The new Core i5 10600 will form part of the phalanx of Intel Comet Lake processors set to hit the market, likely early in 2020. The fact that we’re now seeing Comet Lake benchmarks appear online with full CPU naming in place indicates that we’re really not far off from a full release. Up to now we’ve had to put up with ‘Genuine Intel (R) CPU” or “Intel 0000” as placeholders in the leaked benchmarks.

The latest of which have shown HP Pavilion all-in-one PCs rocking both this six-core, 12-thread chip as well as the top-end 10-core, 20-thread Comet Lake chips in engineering sample form. But this is the first to seemingly be operating with final silicon and not an early non-release chip.

The Intel Core i5 10600 result was originally posted on r/intel (via momomo_us) and has since been removed from the database, even the tweet has mysteriously vanished too. But before the images of the 3DMark result had been expunged from record, and we could find confirmation the six-core, 12-thread Comet Lake i5 will tip up with a base clock of 3.3GHz and a Turbo of 4.7GHz.

Throw in the benefits of HyperThreading and Intel will have a mainstream CPU capable of matching AMD’s Ryzen 5 range of chips in our list of the best CPUs for gaming.
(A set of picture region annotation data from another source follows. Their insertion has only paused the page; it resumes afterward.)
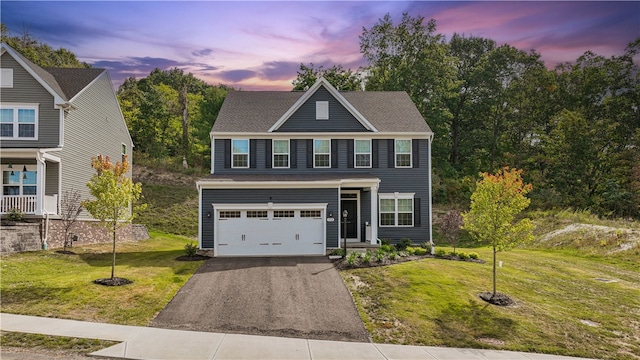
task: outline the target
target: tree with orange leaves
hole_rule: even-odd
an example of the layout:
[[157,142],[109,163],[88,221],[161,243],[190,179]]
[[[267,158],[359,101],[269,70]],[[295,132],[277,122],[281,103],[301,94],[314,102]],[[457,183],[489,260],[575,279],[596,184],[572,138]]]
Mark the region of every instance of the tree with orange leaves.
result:
[[[113,164],[108,156],[99,155],[91,158],[91,167],[96,173],[87,183],[89,192],[94,200],[86,200],[83,206],[91,216],[100,221],[100,225],[108,229],[113,235],[113,260],[111,263],[111,278],[100,281],[109,285],[120,285],[114,277],[116,266],[116,235],[118,229],[125,226],[134,218],[133,205],[142,196],[142,184],[134,184],[127,176],[129,162],[125,156],[122,162]],[[135,207],[141,210],[144,204]],[[126,279],[124,279],[126,280]],[[97,280],[98,281],[98,280]],[[124,283],[128,283],[125,281]]]
[[462,214],[464,228],[481,243],[493,247],[493,294],[496,296],[496,253],[533,239],[533,224],[516,216],[529,206],[531,184],[522,170],[505,167],[497,174],[483,173],[471,195],[471,209]]

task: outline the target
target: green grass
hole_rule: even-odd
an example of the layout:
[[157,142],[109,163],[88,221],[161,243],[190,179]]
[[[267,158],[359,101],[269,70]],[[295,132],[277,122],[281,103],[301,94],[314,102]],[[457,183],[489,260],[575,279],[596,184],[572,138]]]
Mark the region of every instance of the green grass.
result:
[[23,347],[36,350],[46,349],[75,354],[88,354],[117,344],[115,341],[99,339],[81,339],[7,331],[0,333],[0,340],[2,346]]
[[[487,248],[473,251],[491,259]],[[520,249],[498,260],[498,291],[515,307],[478,298],[491,290],[491,261],[425,259],[342,275],[375,342],[640,358],[638,262]]]
[[6,313],[145,326],[202,264],[181,262],[190,239],[151,232],[151,239],[117,244],[115,276],[133,284],[107,287],[111,245],[74,247],[2,258],[0,291]]
[[193,187],[143,184],[143,202],[135,222],[150,230],[196,237],[198,235],[198,191]]

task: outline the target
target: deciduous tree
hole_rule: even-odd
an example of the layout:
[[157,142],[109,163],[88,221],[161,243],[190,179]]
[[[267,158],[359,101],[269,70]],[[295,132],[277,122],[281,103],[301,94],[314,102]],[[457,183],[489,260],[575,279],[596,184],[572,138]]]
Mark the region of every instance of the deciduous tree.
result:
[[471,209],[462,214],[464,228],[476,240],[493,248],[493,294],[496,296],[496,254],[533,239],[533,224],[517,216],[529,206],[531,184],[522,170],[505,167],[495,175],[483,173],[471,195]]

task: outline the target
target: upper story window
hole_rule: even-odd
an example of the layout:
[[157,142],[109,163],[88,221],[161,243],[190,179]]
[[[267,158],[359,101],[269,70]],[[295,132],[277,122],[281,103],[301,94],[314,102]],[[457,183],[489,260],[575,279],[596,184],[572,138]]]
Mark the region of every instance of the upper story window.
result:
[[231,167],[234,167],[234,168],[249,167],[249,140],[248,139],[231,140]]
[[414,194],[380,194],[380,226],[413,226]]
[[[36,172],[14,170],[12,165],[2,170],[2,195],[35,195]],[[20,166],[16,166],[20,168]],[[26,166],[23,166],[23,170]]]
[[2,104],[0,106],[0,137],[36,140],[38,138],[38,106]]
[[331,140],[313,140],[313,167],[331,167]]
[[329,120],[328,101],[316,101],[316,120]]
[[355,167],[371,167],[371,140],[355,140]]
[[289,167],[289,140],[273,140],[273,167]]
[[411,140],[396,140],[396,167],[411,167]]

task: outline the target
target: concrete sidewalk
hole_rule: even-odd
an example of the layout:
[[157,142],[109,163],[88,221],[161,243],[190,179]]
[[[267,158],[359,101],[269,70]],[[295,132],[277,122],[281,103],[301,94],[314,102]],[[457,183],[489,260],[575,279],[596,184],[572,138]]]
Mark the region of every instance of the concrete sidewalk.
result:
[[457,349],[166,330],[0,313],[0,329],[121,341],[90,355],[116,359],[578,360],[501,350]]

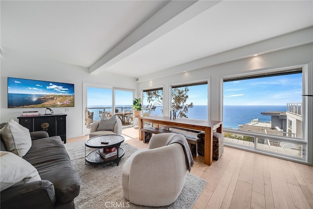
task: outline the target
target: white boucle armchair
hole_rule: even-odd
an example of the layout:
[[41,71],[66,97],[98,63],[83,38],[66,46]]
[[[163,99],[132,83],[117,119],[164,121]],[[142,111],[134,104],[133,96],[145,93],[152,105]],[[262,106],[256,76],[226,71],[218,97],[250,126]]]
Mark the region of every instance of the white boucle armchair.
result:
[[167,206],[180,194],[188,170],[181,145],[175,143],[166,146],[174,135],[154,135],[148,149],[137,150],[125,162],[122,184],[124,197],[131,203]]

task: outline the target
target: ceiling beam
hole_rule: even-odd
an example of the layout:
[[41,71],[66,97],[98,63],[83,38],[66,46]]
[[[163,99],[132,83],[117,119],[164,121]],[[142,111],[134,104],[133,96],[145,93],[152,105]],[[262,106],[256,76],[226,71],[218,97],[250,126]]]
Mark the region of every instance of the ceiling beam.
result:
[[137,78],[141,82],[313,43],[313,26],[183,63]]
[[96,74],[221,0],[171,0],[89,68]]

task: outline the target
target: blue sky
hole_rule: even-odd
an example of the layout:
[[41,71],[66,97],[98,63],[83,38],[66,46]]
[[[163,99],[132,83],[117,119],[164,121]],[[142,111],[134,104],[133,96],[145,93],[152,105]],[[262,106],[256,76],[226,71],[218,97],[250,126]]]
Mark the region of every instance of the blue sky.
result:
[[224,105],[285,105],[302,102],[302,74],[224,82]]
[[74,95],[74,84],[8,78],[8,93]]
[[[286,105],[302,102],[302,74],[224,82],[224,105]],[[207,85],[189,86],[187,103],[207,105]],[[89,88],[89,105],[110,106],[112,90]],[[116,105],[132,104],[133,92],[115,91]],[[144,104],[147,103],[146,101]]]

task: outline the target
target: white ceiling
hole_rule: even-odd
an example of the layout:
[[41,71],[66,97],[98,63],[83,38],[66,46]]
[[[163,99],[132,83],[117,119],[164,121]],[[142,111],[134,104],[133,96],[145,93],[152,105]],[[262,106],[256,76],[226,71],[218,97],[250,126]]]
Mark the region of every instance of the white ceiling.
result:
[[137,78],[313,26],[313,3],[1,0],[1,48]]

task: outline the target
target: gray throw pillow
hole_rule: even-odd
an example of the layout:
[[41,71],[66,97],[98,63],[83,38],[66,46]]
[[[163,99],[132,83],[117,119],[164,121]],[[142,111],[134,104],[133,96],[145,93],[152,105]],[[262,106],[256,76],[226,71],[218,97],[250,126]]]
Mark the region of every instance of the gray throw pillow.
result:
[[1,136],[5,149],[22,157],[31,147],[29,130],[12,119],[1,129]]
[[40,181],[36,169],[22,158],[9,152],[0,152],[1,191],[14,185]]
[[114,127],[116,123],[116,116],[114,115],[109,119],[106,119],[106,117],[102,117],[99,123],[97,131],[114,131]]

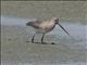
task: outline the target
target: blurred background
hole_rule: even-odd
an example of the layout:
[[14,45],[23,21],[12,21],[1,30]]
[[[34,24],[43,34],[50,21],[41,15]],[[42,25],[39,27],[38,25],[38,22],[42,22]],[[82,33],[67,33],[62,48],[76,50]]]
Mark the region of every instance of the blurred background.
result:
[[1,15],[86,24],[87,1],[1,1]]

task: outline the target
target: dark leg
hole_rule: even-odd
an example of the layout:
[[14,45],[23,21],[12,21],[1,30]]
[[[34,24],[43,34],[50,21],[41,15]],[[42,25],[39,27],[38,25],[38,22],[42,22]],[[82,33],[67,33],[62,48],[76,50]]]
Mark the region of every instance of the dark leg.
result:
[[34,43],[34,38],[35,38],[35,35],[33,36],[33,38],[32,38],[32,42]]
[[45,42],[44,42],[44,37],[45,37],[45,34],[42,34],[42,37],[41,37],[41,43],[45,43]]

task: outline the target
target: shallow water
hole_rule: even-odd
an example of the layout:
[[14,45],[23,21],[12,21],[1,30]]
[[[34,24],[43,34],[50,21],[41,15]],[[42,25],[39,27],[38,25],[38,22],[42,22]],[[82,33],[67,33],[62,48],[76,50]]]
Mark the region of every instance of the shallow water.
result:
[[[25,25],[26,22],[33,21],[33,20],[36,20],[36,18],[27,20],[27,18],[20,18],[20,17],[1,16],[1,25],[14,26],[14,28],[15,27],[20,28],[21,31],[23,31],[23,32],[26,31],[26,34],[33,34],[34,29],[32,29],[30,27],[26,27],[26,25]],[[53,39],[53,41],[55,41],[58,43],[58,46],[59,46],[59,43],[66,44],[66,46],[69,46],[70,50],[73,50],[76,52],[84,52],[84,51],[87,52],[87,35],[86,35],[87,34],[87,25],[82,25],[78,23],[76,23],[76,24],[61,23],[61,25],[71,34],[71,36],[67,36],[59,26],[55,26],[53,31],[49,32],[47,36],[54,35],[55,38],[52,38],[52,39]],[[9,27],[7,27],[7,28],[9,28]],[[59,42],[58,42],[58,40],[59,40]],[[57,48],[57,47],[54,47],[54,48]],[[61,46],[59,47],[59,49],[60,48],[61,48]],[[60,52],[60,53],[62,53],[62,52]],[[48,54],[46,54],[46,56]],[[44,62],[42,63],[20,63],[20,62],[5,63],[5,62],[3,62],[2,65],[65,65],[65,63],[64,64],[63,63],[59,63],[59,64],[54,63],[53,64],[53,63],[48,63],[48,62],[45,62],[45,63]],[[86,63],[85,62],[76,62],[76,63],[69,62],[69,63],[66,63],[66,65],[86,65]]]

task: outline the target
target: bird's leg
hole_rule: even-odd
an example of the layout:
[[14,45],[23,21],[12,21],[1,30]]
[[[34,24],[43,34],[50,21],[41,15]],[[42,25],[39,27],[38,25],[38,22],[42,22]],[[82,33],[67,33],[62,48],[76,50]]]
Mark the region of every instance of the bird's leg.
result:
[[44,37],[45,37],[45,34],[42,34],[42,37],[41,37],[41,43],[45,43],[45,42],[44,42]]
[[34,38],[35,38],[35,35],[33,36],[33,38],[32,38],[32,42],[34,43]]

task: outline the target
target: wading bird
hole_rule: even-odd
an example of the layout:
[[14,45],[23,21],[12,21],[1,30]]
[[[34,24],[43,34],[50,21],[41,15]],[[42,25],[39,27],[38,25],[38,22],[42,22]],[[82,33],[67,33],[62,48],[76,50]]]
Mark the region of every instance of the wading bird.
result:
[[[41,37],[41,43],[44,42],[44,37],[47,32],[51,31],[55,25],[59,25],[67,35],[70,35],[59,23],[59,18],[53,17],[51,21],[33,21],[33,22],[27,22],[26,26],[32,26],[36,29],[36,34],[42,34]],[[33,36],[32,38],[32,42],[34,43],[34,38],[36,36],[36,34]]]

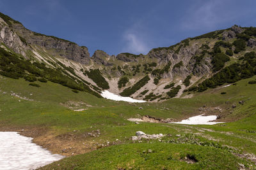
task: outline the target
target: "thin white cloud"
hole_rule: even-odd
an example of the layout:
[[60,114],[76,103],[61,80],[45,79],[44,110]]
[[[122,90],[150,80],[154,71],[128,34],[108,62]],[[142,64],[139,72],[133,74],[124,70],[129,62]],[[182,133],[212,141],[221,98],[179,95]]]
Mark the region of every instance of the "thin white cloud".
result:
[[124,51],[134,53],[145,53],[148,52],[149,47],[137,34],[126,32],[124,34],[124,38],[125,41]]

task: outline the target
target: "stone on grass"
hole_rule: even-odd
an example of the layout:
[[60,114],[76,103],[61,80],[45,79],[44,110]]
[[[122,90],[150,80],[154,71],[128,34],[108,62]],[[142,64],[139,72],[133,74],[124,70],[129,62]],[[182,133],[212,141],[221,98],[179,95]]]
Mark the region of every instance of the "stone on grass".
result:
[[138,136],[143,136],[143,135],[145,135],[145,134],[146,134],[144,133],[144,132],[142,132],[142,131],[137,131],[137,132],[136,132],[136,135]]

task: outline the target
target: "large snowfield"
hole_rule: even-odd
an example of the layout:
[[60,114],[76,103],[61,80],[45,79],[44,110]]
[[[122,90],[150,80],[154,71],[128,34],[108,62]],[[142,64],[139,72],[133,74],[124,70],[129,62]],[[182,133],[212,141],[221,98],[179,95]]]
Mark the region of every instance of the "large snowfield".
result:
[[111,92],[109,92],[108,90],[103,91],[101,93],[101,96],[102,96],[103,97],[104,97],[106,99],[116,101],[127,101],[127,102],[131,102],[131,103],[146,102],[145,101],[134,99],[130,97],[122,97],[122,96],[118,96],[117,94],[115,94]]
[[190,117],[182,120],[179,122],[172,122],[172,124],[186,124],[186,125],[214,125],[223,122],[211,122],[217,119],[217,116],[204,116],[204,115]]
[[32,139],[15,132],[0,132],[0,169],[34,169],[63,158],[32,143]]

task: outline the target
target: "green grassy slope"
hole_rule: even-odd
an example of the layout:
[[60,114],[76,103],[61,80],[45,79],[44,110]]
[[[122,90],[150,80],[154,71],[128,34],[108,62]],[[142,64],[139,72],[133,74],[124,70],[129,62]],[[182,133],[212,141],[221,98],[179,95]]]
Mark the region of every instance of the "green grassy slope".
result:
[[[25,135],[31,129],[45,128],[44,133],[28,132],[27,135],[35,138],[36,143],[54,153],[66,155],[104,148],[61,160],[47,166],[47,169],[64,167],[67,169],[86,167],[98,169],[101,166],[106,169],[154,169],[156,162],[157,162],[157,169],[171,167],[202,169],[205,168],[205,164],[211,165],[212,168],[222,166],[225,169],[234,169],[239,166],[237,162],[248,166],[250,163],[250,160],[242,160],[232,153],[256,154],[256,85],[248,83],[255,78],[254,76],[239,81],[235,85],[195,93],[192,98],[172,99],[159,103],[129,104],[99,99],[84,92],[74,93],[67,87],[49,81],[36,81],[41,86],[38,88],[29,86],[29,82],[23,79],[1,76],[0,128],[5,131],[24,129]],[[222,95],[222,92],[227,94]],[[13,93],[33,101],[12,96]],[[238,104],[241,100],[245,101],[243,105]],[[230,108],[233,103],[237,106]],[[185,125],[147,122],[135,124],[127,120],[129,118],[145,115],[181,120],[199,115],[198,108],[204,104],[206,108],[220,106],[223,109],[223,111],[220,114],[225,117],[218,121],[237,121],[214,125]],[[140,106],[143,109],[140,110]],[[74,111],[81,108],[86,110]],[[98,137],[84,135],[97,129],[100,132]],[[143,140],[142,144],[132,145],[130,138],[138,131],[169,136],[161,141]],[[181,136],[177,137],[177,134]],[[72,139],[68,140],[67,136],[72,136]],[[196,142],[198,140],[200,142]],[[57,146],[52,145],[56,141],[60,145],[55,149]],[[86,150],[80,148],[82,143],[85,143]],[[122,145],[115,146],[116,144]],[[61,153],[60,151],[67,145],[74,149],[68,153]],[[148,149],[154,151],[152,154],[141,152]],[[121,153],[123,152],[124,154],[118,155],[117,152]],[[198,162],[188,164],[182,160],[184,154],[195,155]],[[218,157],[214,157],[216,155]],[[170,157],[170,160],[163,160]],[[230,164],[221,164],[220,161],[223,159]],[[154,162],[154,160],[155,163],[148,163]]]

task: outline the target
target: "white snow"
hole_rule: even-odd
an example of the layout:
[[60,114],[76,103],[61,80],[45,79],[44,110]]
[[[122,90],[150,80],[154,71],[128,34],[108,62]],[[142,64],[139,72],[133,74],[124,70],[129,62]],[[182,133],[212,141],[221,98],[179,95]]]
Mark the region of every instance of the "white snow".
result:
[[186,124],[186,125],[214,125],[216,124],[223,123],[223,122],[210,122],[216,120],[217,117],[215,115],[211,115],[211,116],[203,116],[203,115],[204,114],[198,116],[190,117],[186,120],[182,120],[181,122],[172,122],[171,124]]
[[108,99],[111,99],[113,101],[127,101],[127,102],[131,102],[131,103],[143,103],[146,102],[145,101],[142,100],[136,100],[136,99],[133,99],[132,98],[130,97],[122,97],[120,96],[118,96],[117,94],[113,94],[111,92],[109,92],[108,90],[104,90],[101,93],[101,96],[102,96],[104,98],[106,98]]
[[16,132],[0,132],[0,169],[34,169],[64,157],[51,153],[32,139]]

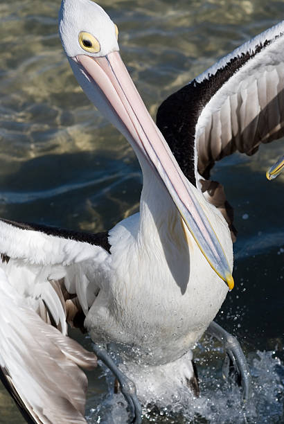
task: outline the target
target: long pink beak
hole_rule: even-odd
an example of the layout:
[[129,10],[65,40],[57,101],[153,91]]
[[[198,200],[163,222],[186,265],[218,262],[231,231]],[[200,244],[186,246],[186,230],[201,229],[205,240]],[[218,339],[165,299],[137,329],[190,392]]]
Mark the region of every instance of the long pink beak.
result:
[[[220,242],[163,135],[150,117],[118,52],[80,55],[70,62],[89,98],[159,175],[210,265],[231,290],[231,271]],[[75,69],[74,62],[80,68]],[[92,89],[94,92],[91,92]]]

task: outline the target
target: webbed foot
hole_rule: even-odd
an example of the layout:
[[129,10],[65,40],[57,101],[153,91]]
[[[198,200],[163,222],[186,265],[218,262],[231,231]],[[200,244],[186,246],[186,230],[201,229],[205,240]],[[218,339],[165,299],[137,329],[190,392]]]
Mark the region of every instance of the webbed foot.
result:
[[142,422],[142,407],[137,398],[134,383],[121,372],[105,348],[98,344],[94,344],[93,348],[98,358],[103,361],[105,365],[110,369],[118,381],[121,391],[128,404],[130,414],[132,417],[130,422],[133,424],[141,424]]
[[226,350],[227,355],[223,365],[224,378],[228,378],[233,373],[236,381],[242,387],[244,400],[247,400],[250,394],[251,376],[240,343],[236,337],[214,321],[207,328],[207,333],[222,342]]

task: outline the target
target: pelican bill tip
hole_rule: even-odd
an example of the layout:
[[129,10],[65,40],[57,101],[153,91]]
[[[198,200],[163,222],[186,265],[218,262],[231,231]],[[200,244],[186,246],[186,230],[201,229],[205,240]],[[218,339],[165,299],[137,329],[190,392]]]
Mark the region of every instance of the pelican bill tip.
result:
[[271,181],[272,177],[271,177],[271,175],[270,175],[270,172],[269,172],[269,171],[270,171],[270,170],[269,170],[269,169],[267,171],[266,171],[266,177],[267,177],[267,179],[269,181]]
[[226,274],[226,283],[227,283],[229,290],[231,292],[231,290],[233,289],[233,287],[235,285],[233,278],[231,274],[228,273]]

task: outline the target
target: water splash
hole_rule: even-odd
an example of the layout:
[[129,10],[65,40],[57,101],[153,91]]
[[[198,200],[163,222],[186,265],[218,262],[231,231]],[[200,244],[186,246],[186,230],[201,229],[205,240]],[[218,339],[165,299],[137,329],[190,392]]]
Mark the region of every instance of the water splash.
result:
[[[222,349],[218,349],[219,353]],[[212,353],[212,347],[211,347]],[[218,352],[217,352],[218,356]],[[219,355],[220,356],[220,355]],[[148,407],[143,410],[143,424],[265,424],[284,422],[284,365],[275,353],[269,351],[248,355],[251,373],[251,395],[242,402],[242,390],[232,381],[222,378],[220,358],[212,365],[202,358],[197,361],[201,395],[188,398],[188,392],[177,394],[171,405],[159,410]],[[109,379],[109,375],[108,375]],[[111,389],[112,391],[112,390]],[[113,393],[113,391],[112,391]],[[121,394],[110,393],[94,397],[87,409],[90,424],[125,424],[128,416]]]

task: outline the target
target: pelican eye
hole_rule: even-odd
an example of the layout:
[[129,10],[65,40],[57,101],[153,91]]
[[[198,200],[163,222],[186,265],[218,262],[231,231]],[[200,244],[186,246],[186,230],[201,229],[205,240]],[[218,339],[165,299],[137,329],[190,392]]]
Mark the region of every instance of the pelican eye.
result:
[[100,44],[89,33],[81,31],[79,34],[79,44],[88,53],[98,53],[100,51]]
[[114,24],[114,28],[116,30],[116,39],[118,39],[118,28],[117,28],[117,25],[116,25],[115,24]]

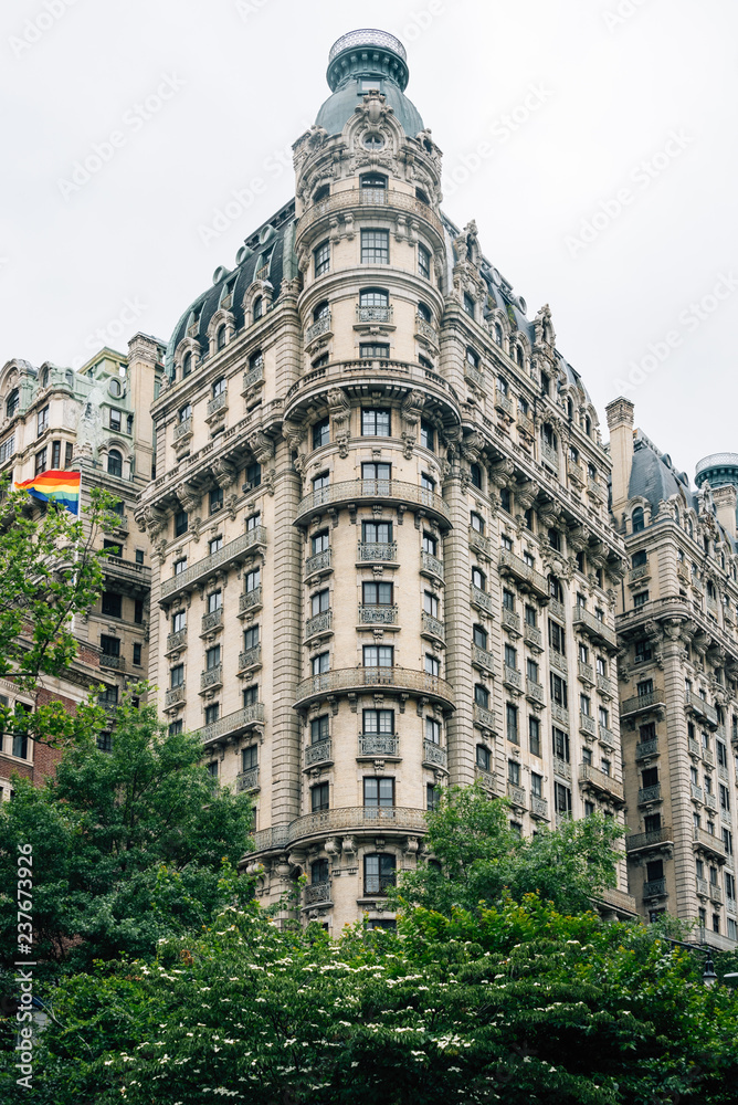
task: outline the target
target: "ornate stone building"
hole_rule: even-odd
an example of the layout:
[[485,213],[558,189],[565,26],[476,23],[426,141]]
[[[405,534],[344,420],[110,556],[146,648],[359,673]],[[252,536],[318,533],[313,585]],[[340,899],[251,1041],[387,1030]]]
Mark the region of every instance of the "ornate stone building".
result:
[[630,558],[618,608],[630,886],[646,916],[735,947],[738,457],[702,461],[695,493],[633,413],[626,399],[608,407]]
[[[0,370],[0,472],[21,482],[49,469],[81,470],[83,505],[93,486],[120,499],[118,525],[99,538],[110,550],[102,601],[86,618],[77,618],[80,651],[72,669],[63,677],[45,678],[39,693],[60,698],[68,709],[101,683],[103,701],[113,706],[127,681],[148,673],[151,566],[148,539],[131,522],[154,472],[149,409],[158,394],[164,352],[161,343],[137,334],[127,355],[102,349],[77,372],[51,362],[36,369],[18,359]],[[33,705],[11,681],[4,683],[0,693],[8,702]],[[42,781],[52,764],[49,749],[4,735],[3,796],[10,796],[13,770]]]
[[[151,675],[252,794],[261,893],[391,924],[440,785],[623,818],[610,460],[548,307],[442,213],[404,50],[357,31],[293,202],[182,315],[152,408]],[[603,908],[634,909],[621,888]]]

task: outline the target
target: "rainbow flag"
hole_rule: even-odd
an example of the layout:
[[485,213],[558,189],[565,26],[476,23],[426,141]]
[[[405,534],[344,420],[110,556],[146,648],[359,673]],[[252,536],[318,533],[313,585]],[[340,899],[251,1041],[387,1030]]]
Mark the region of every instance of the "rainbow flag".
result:
[[29,495],[42,503],[55,503],[64,506],[70,514],[80,513],[81,472],[63,472],[61,469],[50,469],[32,480],[15,484],[15,491],[27,491]]

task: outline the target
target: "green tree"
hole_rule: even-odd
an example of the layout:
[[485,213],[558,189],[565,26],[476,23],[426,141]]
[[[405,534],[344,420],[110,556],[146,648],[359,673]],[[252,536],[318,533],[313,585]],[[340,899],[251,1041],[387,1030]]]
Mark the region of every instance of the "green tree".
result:
[[614,819],[568,819],[527,838],[508,819],[507,801],[489,801],[478,786],[443,793],[428,814],[425,845],[434,862],[404,877],[400,904],[450,914],[455,906],[474,909],[479,902],[537,892],[559,911],[578,913],[598,891],[615,885],[615,844],[624,830]]
[[[44,675],[61,675],[77,652],[74,617],[86,613],[103,588],[101,533],[115,518],[116,499],[98,488],[76,517],[40,506],[0,480],[0,675],[33,694]],[[0,727],[46,744],[68,738],[74,719],[60,703],[33,714],[0,707]]]
[[[112,751],[96,735],[102,711],[77,712],[77,739],[54,779],[15,781],[0,806],[0,935],[14,958],[17,846],[33,848],[38,959],[87,968],[95,959],[151,955],[157,939],[210,923],[250,894],[229,871],[249,849],[251,809],[201,766],[196,736],[170,734],[133,688],[116,712]],[[225,866],[224,866],[225,865]]]

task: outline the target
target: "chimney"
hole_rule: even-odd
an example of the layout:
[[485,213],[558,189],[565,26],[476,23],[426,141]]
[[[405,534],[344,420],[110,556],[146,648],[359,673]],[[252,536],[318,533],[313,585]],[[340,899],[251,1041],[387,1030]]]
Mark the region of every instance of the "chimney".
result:
[[717,520],[731,537],[736,536],[736,499],[738,491],[735,484],[721,484],[711,487],[713,502],[717,512]]
[[633,421],[635,407],[630,399],[613,399],[604,409],[610,430],[612,461],[612,513],[620,518],[629,499],[633,467]]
It actually seems funny to be writing that sentence when for so long the roles have been reversed. But such has been the impact of successive, successful Ryzen CPU generations that Intel has been prodded into action by AMD, and the roll out of HyperThreading across the processor spectrum is testament to that.

The chip was also tested in a new Z490 board, because after all, the Comet Lake chips are going to need a whole new socket and that means no backwards compatibility and a whole bunch of new motherboards.

Which means that AMD is still going to have things mostly its own way. The Z490 boards will likely be high-priced mobos, and that means even if the Core i5 10600 is priced around the same $190 as the brilliant AMD Ryzen 5 3600 the overall platform costs will far outstrip the red team’s mainstream marvel.